Do the skids looks like this ? If no, then it's probably 9-10 years old or more.
Robert was last online here on the 21st and the 23rd over on MTF.
Maybe he is on vacation...


----------



## YSHSfan (Jun 25, 2014)

I had forgotten about the auger housing sides and skids mount change that took place in 09-10, so, if the skids mount like the picture shown prior it is 09-10 or newer, otherwise older than that.


----------



## Prime (Jan 11, 2014)

I have a HS 928 SZAS 1172415 I contacted Honda (Canada)to determine the age. At first they wouldnt tell me anything until I was the registered owner with them. Since I had already bought the machine it was a matter of filing ownership with Honda. I was told this machine went into service in Nov 2008 and that there were no recalls on the machine.That is all they would tell me. 
So yours being szas 1108069 its prob at least a year or two older. I dont know how many units honda produced per year.64346 spread on the serial numbers


----------



## [email protected] (Nov 21, 2011)

orangputeh said:


> i know from the plano honda website that the 928's were built from 1998 but is there a website that i can look up how old this machine is?
> 
> or a ph. number from honda I can call?
> 
> ...


Honda Customer Relations may be reached at (770) 497-6400.

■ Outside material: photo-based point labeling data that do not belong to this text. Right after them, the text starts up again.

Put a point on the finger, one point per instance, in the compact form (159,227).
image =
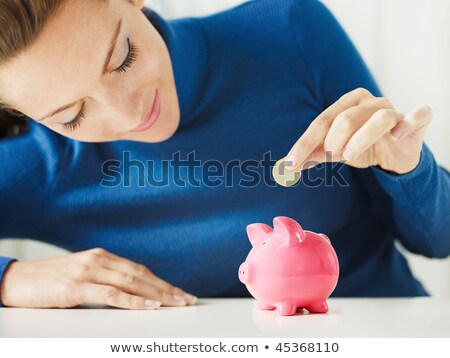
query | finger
(319,127)
(371,132)
(347,123)
(121,272)
(112,296)
(121,264)
(135,285)
(415,121)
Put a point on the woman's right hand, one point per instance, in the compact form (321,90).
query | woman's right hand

SZAS-1108069 was made in Japan, probably in 1998 or 1999. It was wholesaled to an unknown Honda dealer on 1/28/2000, and purchased by Cynthia H. of Truckee, CA on 2/28/2000. There are no open recalls, updates or active bulletins for this machine. 

FYI, Honda snow blowers don't have model years like cars. Instead, they use a version code called a K-number that increments as major changes are made. The very first version is called K0, and it my stay at K0 for years before being updated to K1. The K-number is part of the full model name on the serial number plate. You may see it written as "HS928K0TA" or "HS9280TA". 

Finally, if you would send me a private message with your name and address, and I will update the registration database to show you as the new owner. Honda asks for this in the unlikely event there is ever a product safety recall and needs to contact you.


----------



## YSHSfan (Jun 25, 2014)

[email protected] said:


> SZAS-1108069 was made in Japan, probably in 1998 or 1999. It was wholesaled to an unknown Honda dealer on 1/28/2000, and purchased by Cynthia H. of Truckee, CA on 2/28/2000.


 I guess the seller may have own the blower for only a few years and he is basing the age of the blower on that fact.
The blower was sold 17years ago, to me that it more than a "few" years old.... :facepalm_zpsdj194qh


----------